So I’m writing a fantasy story and it has lots of gore. Of course it’s mature. My question is how much is too much?
Honestly, I think that that depends on what you think. You could try posting the story and putting a question at the end of the first part, asking if the story had too much or too little gore. You can then use reader feedback to determine what you should change.
If I start skim reading it, it’s probably too much.
It can be easy to get bored of gore eventually, and that’s usually when its so liberally thrown about that the story is more of a blood and organ fest than actual plot. (Saw, I’m looking at you). Also, if the reader is taken out of the story, or their suspension of belief is broken, that’s probably a good time to dial it down.
That’s very subjective.
If it’s gore meant purely for shock value, then it might be too much because it doesn’t serve a purpose. (It’s just gratuitous and visceral, and you could probably save some words by making the details more vague.)
If it’s gore because, well, that’s the reality of the book you’re writing and it’s reflecting the character’s current mentality, then I think it’s fine. (Like, for instance, the character is in the middle of battle and he’s very green. He might notice those details more than the seasoned brute who would just be like. “Yeah, that’s a dismembered head. What of it?”)
I fairly explicitely show all the details of a public decapitation, so I wouldn’t worry about it.
It isn’t a question of how much. It’s a question of why. The Walking Dead oozes gore, but each dribble exists for a reason. If someone gets cut, they are going to bleed.
“Blood spouted from the gaping wound” versus poured, oozed,ran etc. Which one actually fits the action that caused it? If it makes sense, then go for it. If you are layering it on just to make the story sound better, you are screwing yourself over, in my humble opinion. The focus should always be the story, not the gore. Keep that in mind and you’ll be fine.
I think gore is fine, especially if you’re using it for say… the end of a fight scene or just to describe a setting in general. the more graphic the gore, the better.
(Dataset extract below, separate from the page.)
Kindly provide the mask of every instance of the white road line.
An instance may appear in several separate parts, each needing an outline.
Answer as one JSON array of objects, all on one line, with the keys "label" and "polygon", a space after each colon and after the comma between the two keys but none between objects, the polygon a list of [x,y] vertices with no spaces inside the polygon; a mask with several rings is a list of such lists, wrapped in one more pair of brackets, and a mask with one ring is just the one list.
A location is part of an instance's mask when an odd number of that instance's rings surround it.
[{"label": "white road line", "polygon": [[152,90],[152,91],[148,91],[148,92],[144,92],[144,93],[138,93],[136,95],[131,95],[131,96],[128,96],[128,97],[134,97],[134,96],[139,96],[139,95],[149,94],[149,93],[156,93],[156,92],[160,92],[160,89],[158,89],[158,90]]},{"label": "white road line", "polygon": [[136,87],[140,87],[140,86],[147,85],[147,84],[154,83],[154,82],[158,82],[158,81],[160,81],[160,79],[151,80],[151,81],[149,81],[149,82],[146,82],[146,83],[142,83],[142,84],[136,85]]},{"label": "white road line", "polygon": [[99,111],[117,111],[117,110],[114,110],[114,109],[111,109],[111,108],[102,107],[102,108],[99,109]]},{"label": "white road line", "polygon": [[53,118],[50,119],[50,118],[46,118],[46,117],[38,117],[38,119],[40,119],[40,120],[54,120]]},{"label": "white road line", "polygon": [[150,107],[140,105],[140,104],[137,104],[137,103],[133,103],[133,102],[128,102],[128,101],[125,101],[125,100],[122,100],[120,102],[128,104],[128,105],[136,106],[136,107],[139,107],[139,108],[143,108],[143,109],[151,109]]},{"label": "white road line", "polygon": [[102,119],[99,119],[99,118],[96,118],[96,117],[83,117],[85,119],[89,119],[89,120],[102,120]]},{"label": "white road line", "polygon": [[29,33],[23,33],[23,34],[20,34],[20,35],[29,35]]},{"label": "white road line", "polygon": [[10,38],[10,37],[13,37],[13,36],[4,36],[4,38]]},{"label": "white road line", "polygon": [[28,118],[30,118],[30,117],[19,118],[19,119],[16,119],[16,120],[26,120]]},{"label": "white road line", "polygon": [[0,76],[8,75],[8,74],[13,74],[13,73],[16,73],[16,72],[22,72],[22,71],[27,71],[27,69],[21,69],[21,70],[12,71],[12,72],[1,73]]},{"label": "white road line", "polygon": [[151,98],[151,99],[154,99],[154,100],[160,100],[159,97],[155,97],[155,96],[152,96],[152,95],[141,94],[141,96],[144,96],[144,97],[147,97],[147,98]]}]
There really isn’t a hard line, but if you mention global warming, inventing the internet, and reclusive liberals wandering the Pacific Northeast all in one chapter, I’d say you have way too much Gore. Even a mature rating isn’t going to save you then.
I think that depends on the story you’re writing and the situation that the gore would appear in. Like others have mentioned before, if the gore’s just there for the shock value then I think you can afford tone it down so that the readers don’t get turned off immediately or desensitized to it when it really matters. If the gore has a reasoning and depth to it people will be more likely to actually read it and let it take its intended effect. You can’t cater to everyone (especially not when it comes to things like gore), so don’t worry about fitting into an imaginary reader’s comfort level and go with what the story requires!
If I were to look at my writing and wonder, “How much gore is too much gore?” then, perhaps, a red flag would go up.
There’s no problem with large amounts of violence, per se, but gore in itself—all the messy details—often gets repetitive quickly. There’s only so many ways to describe blood splatter and entrails. Often, the hint of gore alone, a brief splash of viscera upon a wall, is all that is required for an action scene. The violence is implied. So it can be useful. The opposite holds true as well: “With a swipe, Prince Tom’s head rolled across the dining table. A serving girl screamed; she was new.” Simple and clean. The reader fills in the rest. Writers are trying more for atmosphere and mood than a picture-perfect depiction of events.
Also, too much gore and it gets to the point of satire (a la American Psycho), which if you’re going for a serious tone can defeat it. The two most violent books which come to mind are Moby-Dick (which most would seldom consider violent because it’s all directed at whales, but the description of their harvesting is quite unsettling) and Blood Meridian, which is shockingly brutal. It’s probably the best depiction of gore which is both disturbing and handled properly. (Even still, it has the good taste to only hint at what the Judge does with those missing children.)